Orders of the Day — Finance Bill

Part of the debate – in the House of Commons at 12:00 am on 23 May 1944.

Alert me about debates like this

Photo of Mr Ralph Assheton Mr Ralph Assheton , Rushcliffe 12:00, 23 May 1944

This does not affect Income Tax at all, but I have informed my hon. Friend already about that. There have been some modifications with regard to that question recently. I hope that this Clause will not have any adverse effect on attendances at church; I do not think it will. Clauses 8 and 9 raise no question of principle but they cure certain minor defects in the provisions of the Finance Act, 1942, with regard to the suspension of justices' liquor licences in cases where the licensee's business has been discontinued owing to the War.

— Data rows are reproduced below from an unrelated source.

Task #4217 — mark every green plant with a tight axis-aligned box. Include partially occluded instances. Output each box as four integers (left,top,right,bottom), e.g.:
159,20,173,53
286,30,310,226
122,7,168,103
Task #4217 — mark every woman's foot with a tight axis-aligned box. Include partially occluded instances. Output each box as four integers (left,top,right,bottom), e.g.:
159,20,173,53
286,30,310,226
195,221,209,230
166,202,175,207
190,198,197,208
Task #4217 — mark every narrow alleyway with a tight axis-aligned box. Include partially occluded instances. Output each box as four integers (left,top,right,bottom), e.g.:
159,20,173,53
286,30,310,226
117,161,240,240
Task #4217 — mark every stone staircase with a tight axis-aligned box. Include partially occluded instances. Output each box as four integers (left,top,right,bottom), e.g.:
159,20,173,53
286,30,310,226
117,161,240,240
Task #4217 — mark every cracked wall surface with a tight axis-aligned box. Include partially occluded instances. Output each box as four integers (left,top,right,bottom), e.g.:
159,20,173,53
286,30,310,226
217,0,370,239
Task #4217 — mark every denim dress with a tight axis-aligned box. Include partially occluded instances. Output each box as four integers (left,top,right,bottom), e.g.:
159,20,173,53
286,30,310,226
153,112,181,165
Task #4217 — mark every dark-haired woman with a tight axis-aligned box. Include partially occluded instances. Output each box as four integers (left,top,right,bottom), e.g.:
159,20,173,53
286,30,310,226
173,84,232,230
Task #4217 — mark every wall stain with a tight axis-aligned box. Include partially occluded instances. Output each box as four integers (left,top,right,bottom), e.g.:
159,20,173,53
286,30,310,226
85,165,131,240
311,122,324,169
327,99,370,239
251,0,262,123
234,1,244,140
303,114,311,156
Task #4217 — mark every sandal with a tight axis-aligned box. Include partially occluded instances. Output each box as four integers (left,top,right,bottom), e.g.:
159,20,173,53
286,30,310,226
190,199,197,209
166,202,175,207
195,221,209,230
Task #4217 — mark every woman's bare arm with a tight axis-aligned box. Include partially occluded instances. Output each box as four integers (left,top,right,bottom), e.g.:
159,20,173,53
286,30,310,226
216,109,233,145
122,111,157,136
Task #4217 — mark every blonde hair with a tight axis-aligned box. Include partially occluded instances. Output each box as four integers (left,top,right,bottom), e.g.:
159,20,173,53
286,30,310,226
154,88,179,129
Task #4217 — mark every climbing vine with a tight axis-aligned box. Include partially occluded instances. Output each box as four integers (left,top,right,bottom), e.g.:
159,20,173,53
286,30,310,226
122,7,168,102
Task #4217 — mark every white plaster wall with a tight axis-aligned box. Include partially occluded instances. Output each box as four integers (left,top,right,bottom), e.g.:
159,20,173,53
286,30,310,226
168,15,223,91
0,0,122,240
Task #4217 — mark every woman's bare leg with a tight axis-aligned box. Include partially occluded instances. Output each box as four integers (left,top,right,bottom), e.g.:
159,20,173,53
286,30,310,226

In Part II, Clauses 10 to 18 deal with amendments to the Purchase Tax law, which four years' experience has shown to be desirable. Some of these Clauses—10, II and 14—are needed to block loopholes whereby tax is being evaded. Clause 13 enables the Treasury not merely to alter the limit below which registration is required for Purchase Tax purposes, as they can at present, but to abolish it altogether. The exemption limit has, I am sorry to say, been used by certain ingenious persons as a means of evading tax, but if the Treasury make an order under this Clause, it is subject to an affirmative Resolution of the House of Commons. Clause 15 gives justifiable relief to registered traders against the double charge of tax which may arise in certain exceptional circumstances, and it is a Clause entirely favourable to the subject. None of these Clauses dealing with the Purchase Tax extends the tax to any new classes of goods.

Parts III and IV deal with Income Tax. Clause 22 was explained by my right hon. and learned Friend, the Attorney General, on the Report stage of the Resolution. The effect of it is that where a British subject abroad claims relief in respect of personal allowances, he will be given the proportion of the personal allowances which his income liable to British Income Tax bears to his total income. Clause 23 deals with the sale of copyright for a lump sum, and that was mentioned by my right hon. Friend the Chancellor in his Budget speech. If the work took more than one year, but less than two years to produce, the lump sum payment will be spread over the year of receipt and the preceding year; and if it took over two years to produce it will be spread over three years, namely, the year of receipt and the two preceding years. The purpose of this spread is to avoid the hardship that would arise in the charge to tax if the lump sum payment were deemed to be income of the year of receipt although, in fact, it represented the work of a number of years.